Re: FindROot and substitutions
- To: mathgroup at smc.vnet.net
- Subject: [mg89831] Re: FindROot and substitutions
- From: Szabolcs Horvát <szhorvat at gmail.com>
- Date: Sun, 22 Jun 2008 03:22:23 -0400 (EDT)
- References: <g3ihp3$fd5$1@smc.vnet.net>
Aaron Fude wrote:
> Hi,
>
> I have found a workaround for this problem, but I would like to
> understand how Mathematica wants you to think so I'm asking the
> question anyway.
>
> Why does "bad" not work, while "good" works?
>
> g := x z;
----------^
You used a semicolon here, so I suppose that you do not understand the
difference between SetDelayed and Set. Please read about that:
tutorial/ImmediateAndDelayedDefinitions
Later also read these:
tutorial/TheStandardEvaluationProcedure
tutorial/Evaluation
> bad[z_] := FindRoot[ g == 5, {x, -10, 10 }];
> bad[5]
There is not "z" in "FindRoot[ g == 5, {x, -10, 10 }]" so bad[5]

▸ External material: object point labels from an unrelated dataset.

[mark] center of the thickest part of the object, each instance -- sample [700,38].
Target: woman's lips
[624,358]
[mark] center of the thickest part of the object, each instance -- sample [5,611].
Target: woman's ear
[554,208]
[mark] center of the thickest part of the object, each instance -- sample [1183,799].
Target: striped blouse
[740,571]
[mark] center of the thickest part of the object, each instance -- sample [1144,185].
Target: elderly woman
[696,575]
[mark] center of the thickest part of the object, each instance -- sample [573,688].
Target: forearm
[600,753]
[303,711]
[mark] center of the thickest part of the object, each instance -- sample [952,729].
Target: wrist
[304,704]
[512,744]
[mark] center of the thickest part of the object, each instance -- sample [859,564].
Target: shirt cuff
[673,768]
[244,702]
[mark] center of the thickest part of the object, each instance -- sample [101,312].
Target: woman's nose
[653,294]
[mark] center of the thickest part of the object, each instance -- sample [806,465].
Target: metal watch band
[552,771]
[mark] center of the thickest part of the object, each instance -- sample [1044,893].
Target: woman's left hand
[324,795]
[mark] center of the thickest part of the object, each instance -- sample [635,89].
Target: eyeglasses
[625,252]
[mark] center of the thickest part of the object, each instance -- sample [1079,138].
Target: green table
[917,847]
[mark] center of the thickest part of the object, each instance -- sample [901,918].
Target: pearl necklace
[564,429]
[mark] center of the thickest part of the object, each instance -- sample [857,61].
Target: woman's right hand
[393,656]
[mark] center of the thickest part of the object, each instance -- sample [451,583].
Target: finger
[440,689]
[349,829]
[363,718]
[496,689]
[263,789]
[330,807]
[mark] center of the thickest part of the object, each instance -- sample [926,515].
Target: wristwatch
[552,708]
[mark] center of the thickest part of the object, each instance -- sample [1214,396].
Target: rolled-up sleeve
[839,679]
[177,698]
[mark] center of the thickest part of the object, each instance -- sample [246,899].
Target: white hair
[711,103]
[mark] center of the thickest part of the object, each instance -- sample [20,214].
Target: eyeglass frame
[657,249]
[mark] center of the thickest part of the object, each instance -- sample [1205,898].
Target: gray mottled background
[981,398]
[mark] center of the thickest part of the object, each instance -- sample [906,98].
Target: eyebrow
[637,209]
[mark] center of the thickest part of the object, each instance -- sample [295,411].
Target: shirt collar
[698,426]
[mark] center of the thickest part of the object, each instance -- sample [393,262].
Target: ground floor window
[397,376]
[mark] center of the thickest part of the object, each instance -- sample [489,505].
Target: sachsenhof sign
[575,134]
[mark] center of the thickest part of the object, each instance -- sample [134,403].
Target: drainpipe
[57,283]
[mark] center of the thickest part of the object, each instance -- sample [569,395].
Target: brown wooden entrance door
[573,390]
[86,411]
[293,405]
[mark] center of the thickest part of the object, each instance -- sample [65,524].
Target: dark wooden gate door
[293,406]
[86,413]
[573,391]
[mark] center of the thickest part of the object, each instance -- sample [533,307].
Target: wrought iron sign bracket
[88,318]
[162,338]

evaluates to FindRoot[ g == 5, {x, -10, 10 }] in the first step. Use
the function Trace to see this.
> good[k_] := FindRoot[ g == 5 /. z -> k, {x, -10, 10 }];
> good[6]
good[6] evaluates to FindRoot[ g == 5 /. z -> 6, {x, -10, 10 }] in the
first step because it does contain k.